Mr Yustus Mkinga of the Copyright Society of Tanzania (COSOTA), told the workshop that COSOTA had embarked on vigorous licensing and anti-piracy campaigns that include filing copyright cases against adamant users, regular searches, raids and seizure of pirate copies as well as communicating with broadcasters on the requirement to pay copyright royalties (eg see report here). The three day workshop has been organized by the Tanzania Investment Centre in collaboration with the International Development Law Organization based in Italy.

COSOTA is a statutory body established in 2001 with the main aim of promoting creativity and protecting the rights of creators. It functions both as a copyright office responsible for implementing the copyright and Neighboring rights Act, No 7/1999 and as a collective management society for rights owners who have mandated it to administer the rights on their behalf. If you are aware of any infringements in Tanzania please contact COSOTA here. COSOTA's tariff and distribution rules can be located here.
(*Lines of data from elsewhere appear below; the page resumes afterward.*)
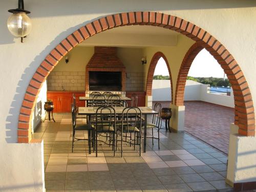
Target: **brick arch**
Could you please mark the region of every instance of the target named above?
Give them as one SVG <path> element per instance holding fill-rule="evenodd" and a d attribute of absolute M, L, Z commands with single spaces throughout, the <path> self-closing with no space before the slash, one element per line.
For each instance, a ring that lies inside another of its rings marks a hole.
<path fill-rule="evenodd" d="M 46 56 L 26 90 L 18 117 L 18 142 L 29 141 L 30 121 L 36 97 L 43 82 L 58 61 L 77 44 L 95 34 L 131 25 L 151 25 L 176 31 L 206 47 L 225 68 L 232 84 L 239 133 L 254 135 L 254 108 L 250 90 L 240 68 L 225 47 L 204 29 L 181 18 L 153 12 L 131 12 L 108 15 L 89 23 L 67 37 Z"/>
<path fill-rule="evenodd" d="M 147 76 L 146 78 L 146 95 L 151 96 L 152 95 L 152 83 L 153 82 L 153 76 L 154 73 L 155 72 L 155 69 L 157 64 L 157 62 L 159 59 L 162 57 L 166 64 L 167 68 L 168 68 L 168 71 L 169 72 L 169 76 L 170 76 L 170 88 L 171 88 L 171 99 L 172 103 L 173 103 L 173 81 L 172 80 L 172 74 L 170 73 L 170 67 L 169 66 L 169 63 L 166 59 L 166 57 L 164 54 L 161 52 L 158 52 L 153 55 L 151 61 L 150 62 L 150 67 L 148 68 L 148 71 L 147 72 Z"/>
Afro-IP wonders if there is not a real opportunity for a legitimate thriving business within this problem area. For example, one could incentivise the public to inform COSOTA by giving them a cut-back on bona fide collections. Cosota could afford to employ dedicated resource and lawyers (to the extent that they do not do so already)by agreeing costs based on performance by the resource, and Cosota could obtain more members by selling a self funding service that collects. Naturally the model is dependant on reliable enforcement system but it appears that some success has so far been achieved.